I'm trying to set up my Apex controller, and having trouble setting the email options. Does anyone know if it's possible to use rogers email or I have to set up account somewhere else? It says in the instruction that some servers wont support it because Apex doesn't have secure socket layers.
Need some help its drives me crazy.
Thank you


----------



## Chris S (Dec 19, 2007)

Probably best to contact rogers and give them the information so they can determine if it is a problem on their end.


----------



## phomaniac (Oct 10, 2010)

violet said:


> I'm trying to set up my Apex controller, and having trouble setting the email options. Does anyone know if it's possible to use rogers email or I have to set up account somewhere else?
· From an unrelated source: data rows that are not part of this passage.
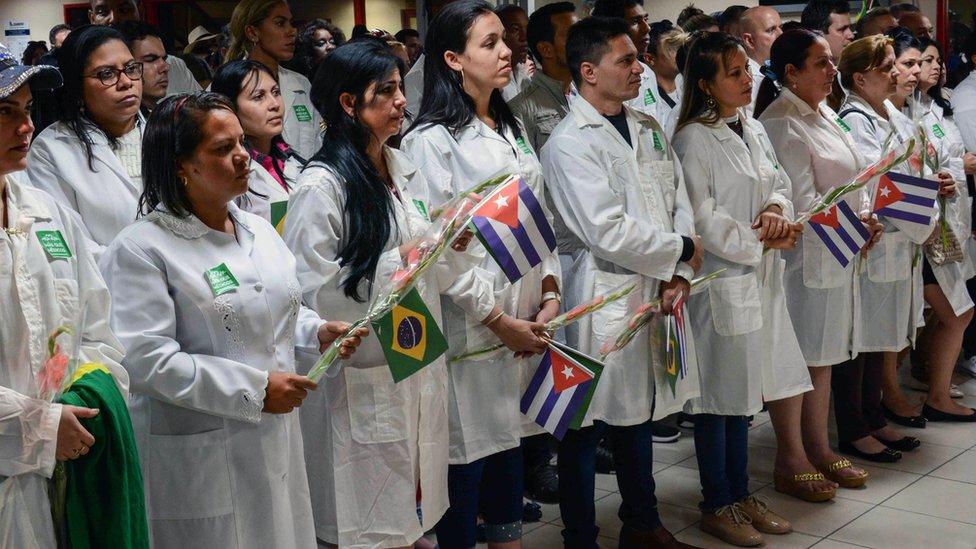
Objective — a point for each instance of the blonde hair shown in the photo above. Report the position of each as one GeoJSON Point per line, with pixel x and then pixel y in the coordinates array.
{"type": "Point", "coordinates": [247, 13]}
{"type": "Point", "coordinates": [860, 56]}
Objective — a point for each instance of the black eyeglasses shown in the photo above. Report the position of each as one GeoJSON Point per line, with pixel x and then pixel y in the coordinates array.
{"type": "Point", "coordinates": [109, 76]}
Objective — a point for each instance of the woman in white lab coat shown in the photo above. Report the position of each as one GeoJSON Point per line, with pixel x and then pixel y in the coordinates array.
{"type": "Point", "coordinates": [39, 292]}
{"type": "Point", "coordinates": [464, 134]}
{"type": "Point", "coordinates": [252, 89]}
{"type": "Point", "coordinates": [91, 159]}
{"type": "Point", "coordinates": [747, 350]}
{"type": "Point", "coordinates": [206, 300]}
{"type": "Point", "coordinates": [262, 30]}
{"type": "Point", "coordinates": [890, 279]}
{"type": "Point", "coordinates": [817, 155]}
{"type": "Point", "coordinates": [371, 444]}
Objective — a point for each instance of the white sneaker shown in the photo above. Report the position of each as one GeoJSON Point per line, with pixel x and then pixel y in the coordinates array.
{"type": "Point", "coordinates": [967, 366]}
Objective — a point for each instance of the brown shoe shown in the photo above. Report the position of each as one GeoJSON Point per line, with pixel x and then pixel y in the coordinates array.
{"type": "Point", "coordinates": [763, 519]}
{"type": "Point", "coordinates": [732, 525]}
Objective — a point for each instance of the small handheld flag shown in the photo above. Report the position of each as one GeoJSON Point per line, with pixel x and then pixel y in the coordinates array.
{"type": "Point", "coordinates": [841, 231]}
{"type": "Point", "coordinates": [513, 227]}
{"type": "Point", "coordinates": [409, 337]}
{"type": "Point", "coordinates": [906, 197]}
{"type": "Point", "coordinates": [561, 389]}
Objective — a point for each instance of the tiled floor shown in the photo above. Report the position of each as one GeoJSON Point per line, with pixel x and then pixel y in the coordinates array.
{"type": "Point", "coordinates": [927, 500]}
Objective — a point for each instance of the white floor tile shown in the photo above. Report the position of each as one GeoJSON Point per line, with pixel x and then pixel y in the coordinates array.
{"type": "Point", "coordinates": [816, 519]}
{"type": "Point", "coordinates": [694, 536]}
{"type": "Point", "coordinates": [882, 484]}
{"type": "Point", "coordinates": [885, 528]}
{"type": "Point", "coordinates": [962, 468]}
{"type": "Point", "coordinates": [921, 461]}
{"type": "Point", "coordinates": [948, 499]}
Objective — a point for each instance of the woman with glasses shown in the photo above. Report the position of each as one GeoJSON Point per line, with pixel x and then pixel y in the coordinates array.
{"type": "Point", "coordinates": [90, 160]}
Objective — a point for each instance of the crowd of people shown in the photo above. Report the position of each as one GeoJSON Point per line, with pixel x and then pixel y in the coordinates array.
{"type": "Point", "coordinates": [205, 225]}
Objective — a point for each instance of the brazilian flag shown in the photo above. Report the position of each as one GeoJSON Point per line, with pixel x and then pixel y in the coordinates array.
{"type": "Point", "coordinates": [409, 336]}
{"type": "Point", "coordinates": [278, 211]}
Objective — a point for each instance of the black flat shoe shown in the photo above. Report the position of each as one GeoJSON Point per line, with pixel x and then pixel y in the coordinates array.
{"type": "Point", "coordinates": [915, 422]}
{"type": "Point", "coordinates": [885, 456]}
{"type": "Point", "coordinates": [932, 414]}
{"type": "Point", "coordinates": [904, 444]}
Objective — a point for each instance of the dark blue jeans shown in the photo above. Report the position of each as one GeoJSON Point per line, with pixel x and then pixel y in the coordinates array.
{"type": "Point", "coordinates": [631, 447]}
{"type": "Point", "coordinates": [491, 486]}
{"type": "Point", "coordinates": [721, 446]}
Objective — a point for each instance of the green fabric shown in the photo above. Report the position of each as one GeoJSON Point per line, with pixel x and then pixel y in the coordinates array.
{"type": "Point", "coordinates": [104, 501]}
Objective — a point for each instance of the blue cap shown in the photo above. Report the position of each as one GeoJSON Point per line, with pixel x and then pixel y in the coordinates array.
{"type": "Point", "coordinates": [13, 75]}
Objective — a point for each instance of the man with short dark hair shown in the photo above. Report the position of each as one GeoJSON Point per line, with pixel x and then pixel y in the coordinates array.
{"type": "Point", "coordinates": [876, 21]}
{"type": "Point", "coordinates": [759, 27]}
{"type": "Point", "coordinates": [602, 165]}
{"type": "Point", "coordinates": [918, 23]}
{"type": "Point", "coordinates": [411, 39]}
{"type": "Point", "coordinates": [146, 44]}
{"type": "Point", "coordinates": [833, 18]}
{"type": "Point", "coordinates": [113, 12]}
{"type": "Point", "coordinates": [516, 23]}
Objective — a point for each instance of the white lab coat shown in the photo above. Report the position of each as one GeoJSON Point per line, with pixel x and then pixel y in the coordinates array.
{"type": "Point", "coordinates": [264, 190]}
{"type": "Point", "coordinates": [181, 80]}
{"type": "Point", "coordinates": [650, 102]}
{"type": "Point", "coordinates": [964, 110]}
{"type": "Point", "coordinates": [952, 276]}
{"type": "Point", "coordinates": [413, 86]}
{"type": "Point", "coordinates": [890, 288]}
{"type": "Point", "coordinates": [484, 393]}
{"type": "Point", "coordinates": [629, 207]}
{"type": "Point", "coordinates": [40, 293]}
{"type": "Point", "coordinates": [218, 472]}
{"type": "Point", "coordinates": [370, 443]}
{"type": "Point", "coordinates": [105, 197]}
{"type": "Point", "coordinates": [303, 124]}
{"type": "Point", "coordinates": [822, 297]}
{"type": "Point", "coordinates": [747, 349]}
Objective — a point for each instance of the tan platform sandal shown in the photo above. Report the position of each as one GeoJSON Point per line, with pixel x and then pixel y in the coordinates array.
{"type": "Point", "coordinates": [798, 487]}
{"type": "Point", "coordinates": [845, 481]}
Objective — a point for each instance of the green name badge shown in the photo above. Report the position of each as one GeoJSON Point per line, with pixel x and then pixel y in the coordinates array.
{"type": "Point", "coordinates": [54, 244]}
{"type": "Point", "coordinates": [649, 98]}
{"type": "Point", "coordinates": [522, 146]}
{"type": "Point", "coordinates": [301, 112]}
{"type": "Point", "coordinates": [221, 280]}
{"type": "Point", "coordinates": [422, 208]}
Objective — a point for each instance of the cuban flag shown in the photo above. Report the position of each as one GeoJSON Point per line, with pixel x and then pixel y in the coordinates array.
{"type": "Point", "coordinates": [560, 391]}
{"type": "Point", "coordinates": [513, 228]}
{"type": "Point", "coordinates": [908, 198]}
{"type": "Point", "coordinates": [841, 231]}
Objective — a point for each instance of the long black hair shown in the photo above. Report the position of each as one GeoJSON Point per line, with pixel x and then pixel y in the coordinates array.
{"type": "Point", "coordinates": [707, 54]}
{"type": "Point", "coordinates": [173, 132]}
{"type": "Point", "coordinates": [352, 68]}
{"type": "Point", "coordinates": [790, 48]}
{"type": "Point", "coordinates": [445, 102]}
{"type": "Point", "coordinates": [935, 92]}
{"type": "Point", "coordinates": [72, 58]}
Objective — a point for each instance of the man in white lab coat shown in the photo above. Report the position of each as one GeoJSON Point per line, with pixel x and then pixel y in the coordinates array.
{"type": "Point", "coordinates": [619, 189]}
{"type": "Point", "coordinates": [759, 27]}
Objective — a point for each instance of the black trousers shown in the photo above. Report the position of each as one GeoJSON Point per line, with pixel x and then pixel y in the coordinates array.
{"type": "Point", "coordinates": [857, 396]}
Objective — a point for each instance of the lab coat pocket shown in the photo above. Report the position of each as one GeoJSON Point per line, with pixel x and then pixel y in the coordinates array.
{"type": "Point", "coordinates": [376, 405]}
{"type": "Point", "coordinates": [66, 292]}
{"type": "Point", "coordinates": [820, 268]}
{"type": "Point", "coordinates": [606, 322]}
{"type": "Point", "coordinates": [891, 259]}
{"type": "Point", "coordinates": [735, 304]}
{"type": "Point", "coordinates": [189, 476]}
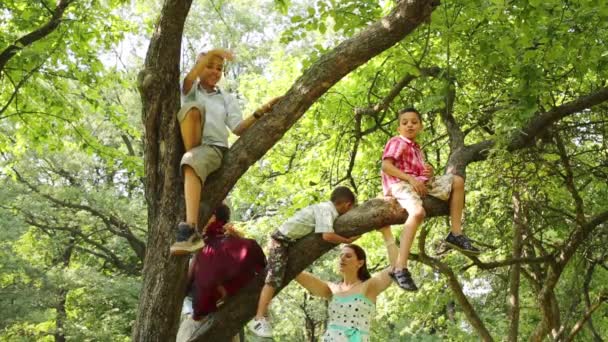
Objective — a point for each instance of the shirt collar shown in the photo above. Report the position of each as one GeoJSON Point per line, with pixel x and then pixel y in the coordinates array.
{"type": "Point", "coordinates": [333, 208]}
{"type": "Point", "coordinates": [408, 141]}
{"type": "Point", "coordinates": [216, 90]}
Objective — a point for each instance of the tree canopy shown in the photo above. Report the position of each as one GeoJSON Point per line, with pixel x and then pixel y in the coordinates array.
{"type": "Point", "coordinates": [513, 97]}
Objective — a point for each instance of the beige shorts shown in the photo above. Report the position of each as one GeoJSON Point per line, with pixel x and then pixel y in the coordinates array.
{"type": "Point", "coordinates": [186, 107]}
{"type": "Point", "coordinates": [438, 187]}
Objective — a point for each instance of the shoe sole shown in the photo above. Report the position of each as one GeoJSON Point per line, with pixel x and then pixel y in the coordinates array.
{"type": "Point", "coordinates": [401, 287]}
{"type": "Point", "coordinates": [462, 250]}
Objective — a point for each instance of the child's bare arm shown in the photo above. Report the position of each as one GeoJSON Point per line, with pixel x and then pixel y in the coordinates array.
{"type": "Point", "coordinates": [336, 238]}
{"type": "Point", "coordinates": [381, 280]}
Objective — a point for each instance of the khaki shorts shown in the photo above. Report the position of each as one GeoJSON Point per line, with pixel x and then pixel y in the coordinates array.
{"type": "Point", "coordinates": [277, 259]}
{"type": "Point", "coordinates": [204, 159]}
{"type": "Point", "coordinates": [439, 187]}
{"type": "Point", "coordinates": [186, 107]}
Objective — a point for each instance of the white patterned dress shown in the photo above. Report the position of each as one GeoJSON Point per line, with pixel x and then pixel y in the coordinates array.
{"type": "Point", "coordinates": [349, 319]}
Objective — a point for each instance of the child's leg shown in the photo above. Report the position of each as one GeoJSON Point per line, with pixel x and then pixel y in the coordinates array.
{"type": "Point", "coordinates": [265, 298]}
{"type": "Point", "coordinates": [415, 217]}
{"type": "Point", "coordinates": [457, 204]}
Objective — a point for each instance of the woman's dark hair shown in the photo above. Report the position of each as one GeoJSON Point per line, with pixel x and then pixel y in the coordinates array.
{"type": "Point", "coordinates": [409, 110]}
{"type": "Point", "coordinates": [222, 213]}
{"type": "Point", "coordinates": [363, 272]}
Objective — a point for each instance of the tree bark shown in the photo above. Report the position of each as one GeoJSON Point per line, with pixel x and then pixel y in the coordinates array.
{"type": "Point", "coordinates": [164, 277]}
{"type": "Point", "coordinates": [35, 35]}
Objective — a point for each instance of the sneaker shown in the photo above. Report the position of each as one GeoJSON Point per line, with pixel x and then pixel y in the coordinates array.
{"type": "Point", "coordinates": [462, 244]}
{"type": "Point", "coordinates": [187, 241]}
{"type": "Point", "coordinates": [260, 327]}
{"type": "Point", "coordinates": [403, 278]}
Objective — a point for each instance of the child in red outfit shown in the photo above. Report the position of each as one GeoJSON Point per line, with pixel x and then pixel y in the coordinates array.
{"type": "Point", "coordinates": [407, 178]}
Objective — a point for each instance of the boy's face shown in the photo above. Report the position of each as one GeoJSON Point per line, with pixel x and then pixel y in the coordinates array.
{"type": "Point", "coordinates": [211, 73]}
{"type": "Point", "coordinates": [409, 125]}
{"type": "Point", "coordinates": [344, 207]}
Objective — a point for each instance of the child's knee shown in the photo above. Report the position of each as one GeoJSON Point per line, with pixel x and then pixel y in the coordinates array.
{"type": "Point", "coordinates": [457, 182]}
{"type": "Point", "coordinates": [417, 213]}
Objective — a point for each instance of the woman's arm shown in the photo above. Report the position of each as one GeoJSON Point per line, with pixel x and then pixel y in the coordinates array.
{"type": "Point", "coordinates": [250, 120]}
{"type": "Point", "coordinates": [193, 74]}
{"type": "Point", "coordinates": [314, 285]}
{"type": "Point", "coordinates": [381, 280]}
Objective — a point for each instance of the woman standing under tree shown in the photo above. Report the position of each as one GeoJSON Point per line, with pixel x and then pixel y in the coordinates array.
{"type": "Point", "coordinates": [353, 300]}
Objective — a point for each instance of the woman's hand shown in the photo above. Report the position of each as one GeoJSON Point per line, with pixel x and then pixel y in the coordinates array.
{"type": "Point", "coordinates": [231, 230]}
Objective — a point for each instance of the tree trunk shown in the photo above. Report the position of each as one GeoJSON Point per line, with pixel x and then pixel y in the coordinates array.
{"type": "Point", "coordinates": [164, 277]}
{"type": "Point", "coordinates": [366, 217]}
{"type": "Point", "coordinates": [514, 275]}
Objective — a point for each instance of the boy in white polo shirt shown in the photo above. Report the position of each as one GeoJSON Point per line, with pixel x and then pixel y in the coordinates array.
{"type": "Point", "coordinates": [205, 113]}
{"type": "Point", "coordinates": [317, 218]}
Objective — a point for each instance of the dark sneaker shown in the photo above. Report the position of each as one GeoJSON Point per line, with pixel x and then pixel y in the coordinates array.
{"type": "Point", "coordinates": [403, 278]}
{"type": "Point", "coordinates": [462, 244]}
{"type": "Point", "coordinates": [187, 241]}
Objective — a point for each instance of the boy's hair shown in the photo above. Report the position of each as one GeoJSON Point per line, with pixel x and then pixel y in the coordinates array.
{"type": "Point", "coordinates": [342, 194]}
{"type": "Point", "coordinates": [408, 110]}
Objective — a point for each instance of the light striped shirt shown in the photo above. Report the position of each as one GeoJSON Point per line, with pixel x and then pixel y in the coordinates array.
{"type": "Point", "coordinates": [407, 157]}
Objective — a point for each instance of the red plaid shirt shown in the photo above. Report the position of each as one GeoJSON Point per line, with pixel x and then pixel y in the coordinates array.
{"type": "Point", "coordinates": [406, 156]}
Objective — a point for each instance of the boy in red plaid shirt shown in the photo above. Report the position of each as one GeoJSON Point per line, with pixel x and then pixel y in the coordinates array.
{"type": "Point", "coordinates": [407, 178]}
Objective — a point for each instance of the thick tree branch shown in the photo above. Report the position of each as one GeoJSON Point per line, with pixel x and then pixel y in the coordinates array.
{"type": "Point", "coordinates": [519, 220]}
{"type": "Point", "coordinates": [579, 325]}
{"type": "Point", "coordinates": [164, 276]}
{"type": "Point", "coordinates": [35, 35]}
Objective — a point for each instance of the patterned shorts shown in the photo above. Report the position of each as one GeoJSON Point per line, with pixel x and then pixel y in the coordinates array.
{"type": "Point", "coordinates": [439, 187]}
{"type": "Point", "coordinates": [277, 259]}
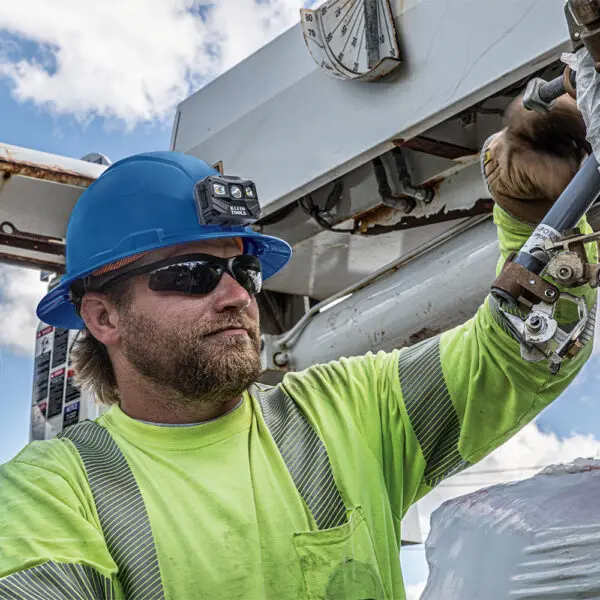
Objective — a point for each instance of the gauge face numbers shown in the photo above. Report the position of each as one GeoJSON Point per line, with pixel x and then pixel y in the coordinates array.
{"type": "Point", "coordinates": [352, 39]}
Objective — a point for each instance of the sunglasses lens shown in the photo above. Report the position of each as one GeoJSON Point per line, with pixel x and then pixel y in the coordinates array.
{"type": "Point", "coordinates": [202, 277]}
{"type": "Point", "coordinates": [188, 277]}
{"type": "Point", "coordinates": [248, 273]}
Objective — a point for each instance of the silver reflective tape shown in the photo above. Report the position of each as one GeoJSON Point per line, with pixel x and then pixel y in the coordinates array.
{"type": "Point", "coordinates": [121, 510]}
{"type": "Point", "coordinates": [430, 410]}
{"type": "Point", "coordinates": [57, 581]}
{"type": "Point", "coordinates": [304, 455]}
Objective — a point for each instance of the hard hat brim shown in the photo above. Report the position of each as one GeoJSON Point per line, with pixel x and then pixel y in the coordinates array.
{"type": "Point", "coordinates": [56, 309]}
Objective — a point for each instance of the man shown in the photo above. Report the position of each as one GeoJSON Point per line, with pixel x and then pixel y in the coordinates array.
{"type": "Point", "coordinates": [198, 484]}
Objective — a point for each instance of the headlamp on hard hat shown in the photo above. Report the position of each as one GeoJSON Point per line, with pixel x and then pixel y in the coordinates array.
{"type": "Point", "coordinates": [226, 200]}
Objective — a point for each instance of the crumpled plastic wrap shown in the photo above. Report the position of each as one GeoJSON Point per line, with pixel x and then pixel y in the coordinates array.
{"type": "Point", "coordinates": [537, 539]}
{"type": "Point", "coordinates": [588, 94]}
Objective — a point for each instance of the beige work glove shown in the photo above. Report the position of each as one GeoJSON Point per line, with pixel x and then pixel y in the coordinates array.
{"type": "Point", "coordinates": [530, 162]}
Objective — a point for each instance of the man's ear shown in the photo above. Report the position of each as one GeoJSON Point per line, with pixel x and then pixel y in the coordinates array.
{"type": "Point", "coordinates": [101, 318]}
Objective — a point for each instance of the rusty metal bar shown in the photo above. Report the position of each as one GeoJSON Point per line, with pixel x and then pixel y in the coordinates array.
{"type": "Point", "coordinates": [53, 173]}
{"type": "Point", "coordinates": [369, 221]}
{"type": "Point", "coordinates": [434, 147]}
{"type": "Point", "coordinates": [31, 263]}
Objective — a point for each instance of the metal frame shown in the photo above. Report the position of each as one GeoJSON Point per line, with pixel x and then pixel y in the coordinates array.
{"type": "Point", "coordinates": [294, 129]}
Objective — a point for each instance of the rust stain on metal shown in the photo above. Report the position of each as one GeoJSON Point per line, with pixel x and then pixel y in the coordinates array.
{"type": "Point", "coordinates": [376, 215]}
{"type": "Point", "coordinates": [380, 216]}
{"type": "Point", "coordinates": [11, 166]}
{"type": "Point", "coordinates": [435, 147]}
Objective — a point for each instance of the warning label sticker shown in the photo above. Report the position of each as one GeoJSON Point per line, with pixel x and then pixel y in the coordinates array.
{"type": "Point", "coordinates": [71, 392]}
{"type": "Point", "coordinates": [71, 415]}
{"type": "Point", "coordinates": [61, 345]}
{"type": "Point", "coordinates": [38, 421]}
{"type": "Point", "coordinates": [57, 385]}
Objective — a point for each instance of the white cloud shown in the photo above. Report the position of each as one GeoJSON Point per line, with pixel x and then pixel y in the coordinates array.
{"type": "Point", "coordinates": [20, 291]}
{"type": "Point", "coordinates": [131, 61]}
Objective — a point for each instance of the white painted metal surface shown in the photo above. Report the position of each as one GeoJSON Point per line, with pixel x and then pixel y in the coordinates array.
{"type": "Point", "coordinates": [278, 119]}
{"type": "Point", "coordinates": [325, 262]}
{"type": "Point", "coordinates": [37, 193]}
{"type": "Point", "coordinates": [438, 289]}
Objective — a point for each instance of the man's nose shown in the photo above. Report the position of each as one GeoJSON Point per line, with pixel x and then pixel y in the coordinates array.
{"type": "Point", "coordinates": [230, 295]}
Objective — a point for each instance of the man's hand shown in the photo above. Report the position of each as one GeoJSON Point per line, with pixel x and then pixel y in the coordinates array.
{"type": "Point", "coordinates": [531, 161]}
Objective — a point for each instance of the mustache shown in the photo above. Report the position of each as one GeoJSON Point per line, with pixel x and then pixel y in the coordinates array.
{"type": "Point", "coordinates": [239, 321]}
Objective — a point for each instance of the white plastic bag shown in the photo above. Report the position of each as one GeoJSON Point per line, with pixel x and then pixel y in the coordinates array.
{"type": "Point", "coordinates": [537, 539]}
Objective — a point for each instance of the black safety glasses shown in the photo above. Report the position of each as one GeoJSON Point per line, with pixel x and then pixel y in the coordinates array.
{"type": "Point", "coordinates": [198, 273]}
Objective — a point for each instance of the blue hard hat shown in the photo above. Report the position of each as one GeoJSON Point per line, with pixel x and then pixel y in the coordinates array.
{"type": "Point", "coordinates": [142, 203]}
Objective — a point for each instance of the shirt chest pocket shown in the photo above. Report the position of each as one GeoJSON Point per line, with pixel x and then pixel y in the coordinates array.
{"type": "Point", "coordinates": [340, 563]}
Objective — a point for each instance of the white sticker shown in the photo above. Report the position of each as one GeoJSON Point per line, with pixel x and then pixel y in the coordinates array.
{"type": "Point", "coordinates": [352, 39]}
{"type": "Point", "coordinates": [539, 237]}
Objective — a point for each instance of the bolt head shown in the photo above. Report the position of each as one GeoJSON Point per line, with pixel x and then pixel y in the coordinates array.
{"type": "Point", "coordinates": [565, 272]}
{"type": "Point", "coordinates": [281, 359]}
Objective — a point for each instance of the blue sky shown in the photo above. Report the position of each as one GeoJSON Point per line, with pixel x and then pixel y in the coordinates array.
{"type": "Point", "coordinates": [118, 101]}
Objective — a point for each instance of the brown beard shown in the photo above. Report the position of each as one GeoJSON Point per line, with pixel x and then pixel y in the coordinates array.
{"type": "Point", "coordinates": [189, 364]}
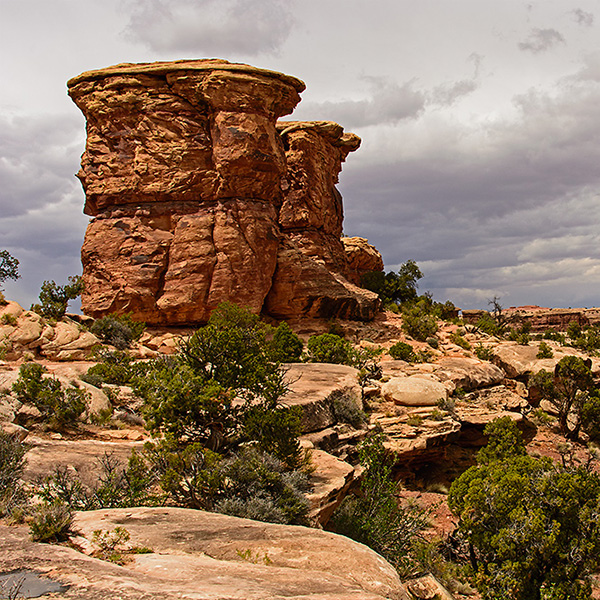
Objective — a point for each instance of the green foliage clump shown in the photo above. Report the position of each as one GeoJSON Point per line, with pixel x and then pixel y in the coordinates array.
{"type": "Point", "coordinates": [51, 522]}
{"type": "Point", "coordinates": [8, 319]}
{"type": "Point", "coordinates": [521, 333]}
{"type": "Point", "coordinates": [54, 298]}
{"type": "Point", "coordinates": [59, 407]}
{"type": "Point", "coordinates": [402, 351]}
{"type": "Point", "coordinates": [394, 287]}
{"type": "Point", "coordinates": [232, 351]}
{"type": "Point", "coordinates": [544, 351]}
{"type": "Point", "coordinates": [484, 352]}
{"type": "Point", "coordinates": [329, 348]}
{"type": "Point", "coordinates": [12, 463]}
{"type": "Point", "coordinates": [118, 330]}
{"type": "Point", "coordinates": [433, 342]}
{"type": "Point", "coordinates": [115, 367]}
{"type": "Point", "coordinates": [567, 389]}
{"type": "Point", "coordinates": [375, 517]}
{"type": "Point", "coordinates": [555, 336]}
{"type": "Point", "coordinates": [256, 485]}
{"type": "Point", "coordinates": [419, 320]}
{"type": "Point", "coordinates": [184, 404]}
{"type": "Point", "coordinates": [277, 431]}
{"type": "Point", "coordinates": [111, 544]}
{"type": "Point", "coordinates": [117, 486]}
{"type": "Point", "coordinates": [286, 345]}
{"type": "Point", "coordinates": [9, 267]}
{"type": "Point", "coordinates": [532, 525]}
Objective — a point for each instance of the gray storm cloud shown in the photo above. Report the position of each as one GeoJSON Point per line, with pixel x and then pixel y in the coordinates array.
{"type": "Point", "coordinates": [210, 27]}
{"type": "Point", "coordinates": [541, 40]}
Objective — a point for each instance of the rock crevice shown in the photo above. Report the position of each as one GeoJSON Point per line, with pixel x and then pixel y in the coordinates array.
{"type": "Point", "coordinates": [199, 195]}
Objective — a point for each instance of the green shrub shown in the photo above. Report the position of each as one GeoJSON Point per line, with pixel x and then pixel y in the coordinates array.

It says in the instruction that some servers wont support it because Apex doesn't have secure socket layers.
> Need some help its drives me crazy.
> Thank you


Not sure if you figured this out already but Rogers SMTP does not require SSL

Email enable: enabled
SMTP Server: smtp.broadband.rogers.com
SMTP port: 587
From: [email protected]
To: email address of your choice OR [email protected] if you want it sent as a SMS to your cell phone 
Alt: second email account if you like 
Re-email delay:60 (this is the minutes delay the controller will use to send another email if the condition is still true, so you don't get 300 emails in a 5 minute period)
Time zone: Eastern is -5
Email Authentication: Enabled
User name: [email protected]
Password: Rogers email password not your Apex password

Hope this helps


----------